Au micro du 98,5 cette semaine, le porte-parole de la CDPQ invitait les familles qui se rendent à Montréal le week-end à prendre le train.

Or pour une famille de Brossard qui compte deux parents et deux enfants, il en coûterait 30 $ pour un aller-retour au Quartier des spectacles en REM. Le même déplacement en auto coûterait entre 15 et 20 $, stationnement et essence compris, et sans le transfert du REM au métro.

Si on veut diminuer le nombre d’autos qui entrent à Montréal le week-end, il faut que les tarifs soient plus avantageux pour les familles.

Par contre, le REM devient beaucoup plus intéressant pour un travailleur du centre-ville en mode hybride qui se rend à Montréal avec sa voiture deux fois par semaine. Si on compte un stationnement à 25 $ par jour (un tarif très raisonnable), sans compter l’essence, on arrive à 200 $ par mois. Et c’est sans considérer les frustrations causées par la circulation.

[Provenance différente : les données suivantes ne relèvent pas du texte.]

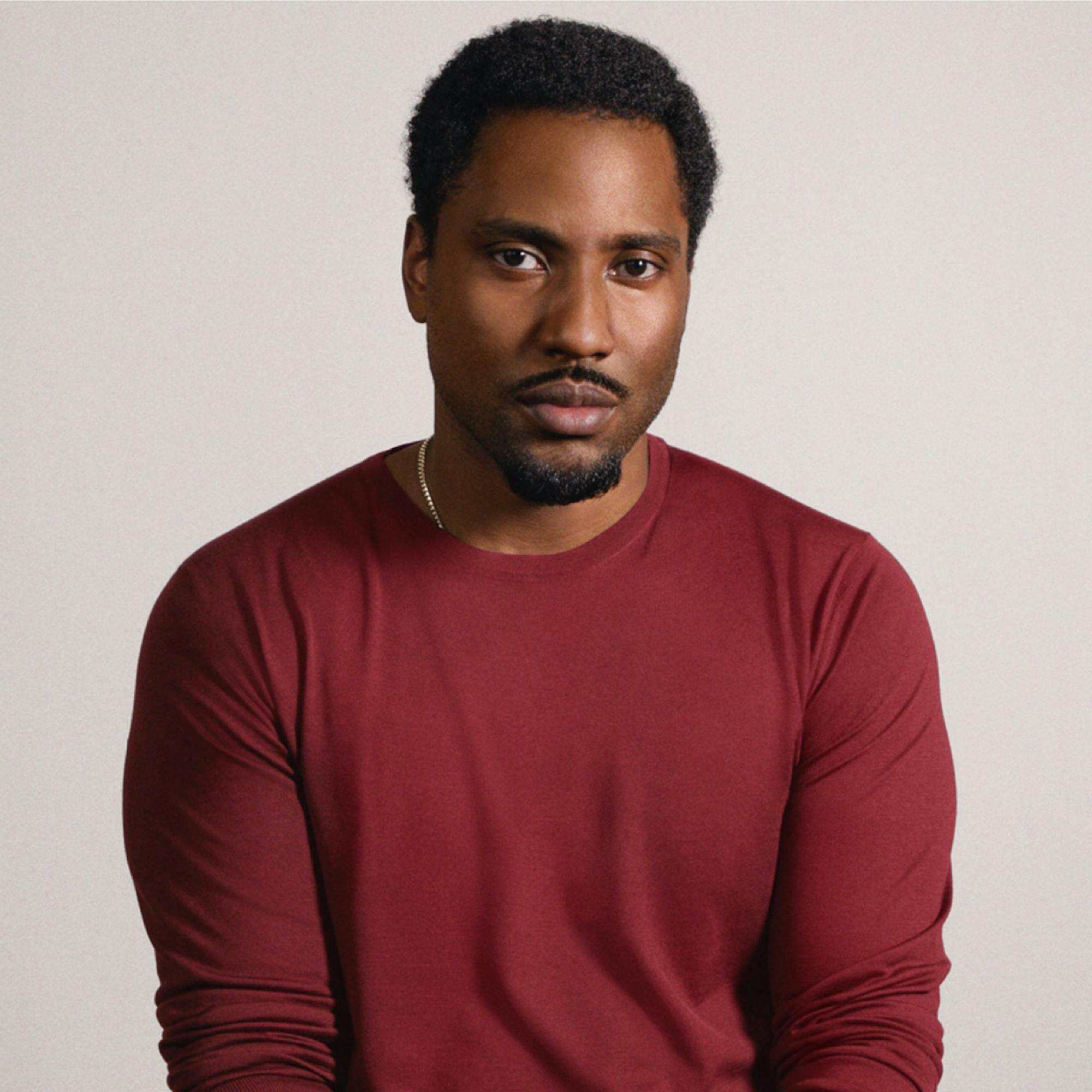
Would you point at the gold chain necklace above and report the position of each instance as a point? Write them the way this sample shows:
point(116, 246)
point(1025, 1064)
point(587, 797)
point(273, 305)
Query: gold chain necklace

La carte OPUS mensuelle tous modes AB coûte 155 $ et peut être utilisée tout le mois pour aller partout dans la région métropolitaine. Est-ce que cela convaincra les gens de changer leurs habitudes ? Il faut l’espérer.

En 2016 notre collègue Francis Vailles citait une étude de la firme SDG qui avait sondé les intentions des usagers. Les résultats n’étaient pas très encourageants, on notait un noyau dur qui ne voulait rien savoir de laisser tomber l’auto, peu importe les prix et les tracas.

Mais depuis, sept années ont passé. Et les conséquences des changements climatiques nous pètent au visage. Il faut souhaiter que ce soit assez pour convaincre ceux qui vivent dans des milieux très bien desservis par les transports collectifs de laisser l’auto à la maison.

Tous les regards sont tournés vers le REM. Avec raison, car c’est le plus important projet de transport collectif à Montréal depuis le métro. L’adhésion des usagers et leur degré d’enthousiasme au cours des prochains mois auront un impact certain sur l’avenir du projet de transport collectif dans l’est de Montréal. Et sur la volonté d’investir dans d’autres projets de transport collectif structurants au Québec.

Pour toutes ces raisons, il faut que le REM soit une réussite.

Rectificatif
Ce texte a été modifié afin de préciser que le coût de la carte mensuelle Opus tous modes AB est de 155 $. Une version antérieure de ce texte indiquait que le coût était de 190 $. Il s’agit plutôt du coût de la carte tous modes ABC.